How the guard works: The first time the preprocessor encounters #include <stdio.h>, _STDIO_H is not defined. The #ifndef _STDIO_H condition is true, so the block executes. The first thing inside the block is #define _STDIO_H 1 — it immediately defines the macro. All the real header content follows. The #endif closes the block. The second time the preprocessor sees #include <stdio.h> in the same translation unit, _STDIO_H is now defined. The #ifndef condition is false. The entire block — all 960-odd lines — is skipped. Zero redefinitions.

Why your appended try_func was outside the guard: You placed it after __END_DECLS but there is a subtlety: look at the end of the real file — the final #endif is the one that closes the #ifndef _STDIO_H guard. Anything you append after that final #endif is outside the guard and will be included every single time the header is pasted in. In a multi-file project where two source files both include your modified stdio.h, you would get two definitions of try_func and the linker would error: multiple definition of 'try_func'. For a single-file experiment it works fine, but this is exactly why you do not put function definitions in headers in real code — only declarations.
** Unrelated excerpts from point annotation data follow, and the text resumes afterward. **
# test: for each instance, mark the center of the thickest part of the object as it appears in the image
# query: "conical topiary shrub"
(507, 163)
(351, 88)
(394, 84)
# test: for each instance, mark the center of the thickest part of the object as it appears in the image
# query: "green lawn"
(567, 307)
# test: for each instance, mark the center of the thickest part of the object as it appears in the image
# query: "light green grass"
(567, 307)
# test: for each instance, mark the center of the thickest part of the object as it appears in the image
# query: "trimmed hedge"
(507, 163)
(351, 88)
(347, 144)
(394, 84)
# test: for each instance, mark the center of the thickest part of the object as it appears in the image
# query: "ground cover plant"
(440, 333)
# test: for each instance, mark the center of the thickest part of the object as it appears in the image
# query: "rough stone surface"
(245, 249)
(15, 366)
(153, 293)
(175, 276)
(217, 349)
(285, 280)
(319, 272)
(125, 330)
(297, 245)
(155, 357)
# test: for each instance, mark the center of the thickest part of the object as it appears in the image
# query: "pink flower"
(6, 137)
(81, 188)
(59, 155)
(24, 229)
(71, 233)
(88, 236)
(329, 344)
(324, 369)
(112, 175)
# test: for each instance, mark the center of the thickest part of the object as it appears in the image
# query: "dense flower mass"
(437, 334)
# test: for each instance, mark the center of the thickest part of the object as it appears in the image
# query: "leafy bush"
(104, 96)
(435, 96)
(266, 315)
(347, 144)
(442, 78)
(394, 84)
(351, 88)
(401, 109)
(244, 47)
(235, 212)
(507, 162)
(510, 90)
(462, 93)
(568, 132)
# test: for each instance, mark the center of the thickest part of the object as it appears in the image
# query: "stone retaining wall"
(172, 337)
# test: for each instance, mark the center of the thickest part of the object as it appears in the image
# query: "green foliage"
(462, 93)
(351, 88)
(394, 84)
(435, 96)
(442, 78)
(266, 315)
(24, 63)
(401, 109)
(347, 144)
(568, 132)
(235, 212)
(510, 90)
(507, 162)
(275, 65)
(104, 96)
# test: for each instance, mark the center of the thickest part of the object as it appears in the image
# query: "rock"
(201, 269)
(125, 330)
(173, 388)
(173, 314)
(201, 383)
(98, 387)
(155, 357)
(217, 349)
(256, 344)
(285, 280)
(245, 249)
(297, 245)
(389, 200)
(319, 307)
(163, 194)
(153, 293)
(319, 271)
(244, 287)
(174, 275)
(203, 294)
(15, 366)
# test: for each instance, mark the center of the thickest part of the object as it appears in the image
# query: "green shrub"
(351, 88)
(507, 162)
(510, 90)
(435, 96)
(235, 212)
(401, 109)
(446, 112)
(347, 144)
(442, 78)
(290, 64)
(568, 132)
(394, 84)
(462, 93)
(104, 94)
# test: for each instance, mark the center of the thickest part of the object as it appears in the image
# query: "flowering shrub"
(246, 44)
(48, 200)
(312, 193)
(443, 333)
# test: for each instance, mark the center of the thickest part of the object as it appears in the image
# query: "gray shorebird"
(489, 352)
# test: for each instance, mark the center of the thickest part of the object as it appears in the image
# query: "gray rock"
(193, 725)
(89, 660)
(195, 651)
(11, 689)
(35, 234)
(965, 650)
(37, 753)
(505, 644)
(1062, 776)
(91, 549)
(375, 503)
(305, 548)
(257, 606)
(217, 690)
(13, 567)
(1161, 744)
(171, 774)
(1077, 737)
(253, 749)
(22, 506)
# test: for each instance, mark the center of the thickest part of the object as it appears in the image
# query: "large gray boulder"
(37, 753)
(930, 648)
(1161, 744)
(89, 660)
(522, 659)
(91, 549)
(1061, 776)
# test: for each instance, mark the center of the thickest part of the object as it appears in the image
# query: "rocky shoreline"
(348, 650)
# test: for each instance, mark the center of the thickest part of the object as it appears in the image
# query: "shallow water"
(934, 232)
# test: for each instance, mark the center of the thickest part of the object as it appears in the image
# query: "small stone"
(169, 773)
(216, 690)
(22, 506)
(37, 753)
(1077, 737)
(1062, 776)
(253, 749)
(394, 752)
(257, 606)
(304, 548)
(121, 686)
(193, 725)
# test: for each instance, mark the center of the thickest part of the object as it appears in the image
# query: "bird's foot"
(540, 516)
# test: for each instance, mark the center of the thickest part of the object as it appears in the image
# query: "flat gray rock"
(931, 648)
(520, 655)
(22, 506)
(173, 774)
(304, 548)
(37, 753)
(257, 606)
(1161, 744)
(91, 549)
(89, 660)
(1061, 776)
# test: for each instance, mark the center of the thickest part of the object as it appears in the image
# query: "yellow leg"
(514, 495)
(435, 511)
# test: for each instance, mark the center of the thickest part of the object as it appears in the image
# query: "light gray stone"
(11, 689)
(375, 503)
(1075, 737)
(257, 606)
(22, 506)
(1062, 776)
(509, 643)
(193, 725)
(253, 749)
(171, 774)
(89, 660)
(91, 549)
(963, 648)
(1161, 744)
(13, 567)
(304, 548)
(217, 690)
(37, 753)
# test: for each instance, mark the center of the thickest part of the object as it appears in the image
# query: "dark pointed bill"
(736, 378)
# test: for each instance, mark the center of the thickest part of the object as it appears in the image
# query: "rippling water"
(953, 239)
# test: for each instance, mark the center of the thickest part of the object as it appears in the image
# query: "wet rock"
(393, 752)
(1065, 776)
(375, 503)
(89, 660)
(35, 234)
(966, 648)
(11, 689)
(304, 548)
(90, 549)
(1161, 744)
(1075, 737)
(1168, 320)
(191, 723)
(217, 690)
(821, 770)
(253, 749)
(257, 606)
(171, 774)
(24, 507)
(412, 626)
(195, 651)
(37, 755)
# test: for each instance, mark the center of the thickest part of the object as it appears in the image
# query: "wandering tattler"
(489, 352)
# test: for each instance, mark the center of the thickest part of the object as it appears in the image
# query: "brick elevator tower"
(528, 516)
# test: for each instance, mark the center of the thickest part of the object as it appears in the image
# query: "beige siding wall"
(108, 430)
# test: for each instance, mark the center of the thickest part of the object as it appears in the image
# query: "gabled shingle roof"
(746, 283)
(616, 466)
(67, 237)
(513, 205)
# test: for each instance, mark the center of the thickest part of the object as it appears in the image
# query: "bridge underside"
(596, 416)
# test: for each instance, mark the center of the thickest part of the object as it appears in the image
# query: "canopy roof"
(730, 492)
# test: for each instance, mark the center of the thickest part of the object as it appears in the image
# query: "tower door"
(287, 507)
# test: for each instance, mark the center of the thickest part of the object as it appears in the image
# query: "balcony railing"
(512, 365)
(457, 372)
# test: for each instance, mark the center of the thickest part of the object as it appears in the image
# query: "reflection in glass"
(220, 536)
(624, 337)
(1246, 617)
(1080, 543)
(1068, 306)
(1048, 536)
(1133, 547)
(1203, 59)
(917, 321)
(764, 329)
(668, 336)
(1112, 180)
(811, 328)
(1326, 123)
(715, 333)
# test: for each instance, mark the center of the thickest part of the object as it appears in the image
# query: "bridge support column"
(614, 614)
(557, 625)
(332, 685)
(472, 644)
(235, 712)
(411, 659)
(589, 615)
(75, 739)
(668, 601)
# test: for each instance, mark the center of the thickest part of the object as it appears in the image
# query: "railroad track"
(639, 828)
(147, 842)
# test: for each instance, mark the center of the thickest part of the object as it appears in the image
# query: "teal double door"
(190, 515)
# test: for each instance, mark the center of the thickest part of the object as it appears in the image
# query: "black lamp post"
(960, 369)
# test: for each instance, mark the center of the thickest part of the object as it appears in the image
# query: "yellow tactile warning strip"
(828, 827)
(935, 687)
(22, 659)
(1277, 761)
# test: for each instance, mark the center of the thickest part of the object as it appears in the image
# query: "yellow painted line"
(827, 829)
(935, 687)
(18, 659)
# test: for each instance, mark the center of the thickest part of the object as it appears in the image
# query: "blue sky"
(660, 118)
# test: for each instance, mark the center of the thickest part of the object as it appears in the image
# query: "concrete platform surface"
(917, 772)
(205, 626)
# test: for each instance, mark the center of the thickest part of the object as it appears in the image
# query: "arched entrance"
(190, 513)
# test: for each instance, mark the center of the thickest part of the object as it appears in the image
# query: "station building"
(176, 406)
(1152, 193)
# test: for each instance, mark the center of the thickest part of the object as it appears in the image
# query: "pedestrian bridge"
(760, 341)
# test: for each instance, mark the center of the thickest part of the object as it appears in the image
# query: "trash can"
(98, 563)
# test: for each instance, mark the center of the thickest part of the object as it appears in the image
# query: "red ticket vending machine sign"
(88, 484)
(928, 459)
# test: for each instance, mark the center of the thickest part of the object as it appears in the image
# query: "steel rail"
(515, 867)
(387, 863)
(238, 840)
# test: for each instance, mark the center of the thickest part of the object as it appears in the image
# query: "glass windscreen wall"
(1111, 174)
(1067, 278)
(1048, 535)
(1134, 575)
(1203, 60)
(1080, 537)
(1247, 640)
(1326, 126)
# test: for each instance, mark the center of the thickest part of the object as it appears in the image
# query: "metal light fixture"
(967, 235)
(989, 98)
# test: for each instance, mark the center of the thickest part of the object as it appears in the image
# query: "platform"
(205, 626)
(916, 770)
Modern alternative — #pragma once: Many compilers including gcc and clang support #pragma once as the first line of a header as a shorthand for the entire ifndef/define/endif pattern. It is not in the ISO C standard (it is a compiler extension), but it works on every compiler you will realistically use on Linux. System headers use the guard pattern because they must be portable to compilers that do not support pragmas.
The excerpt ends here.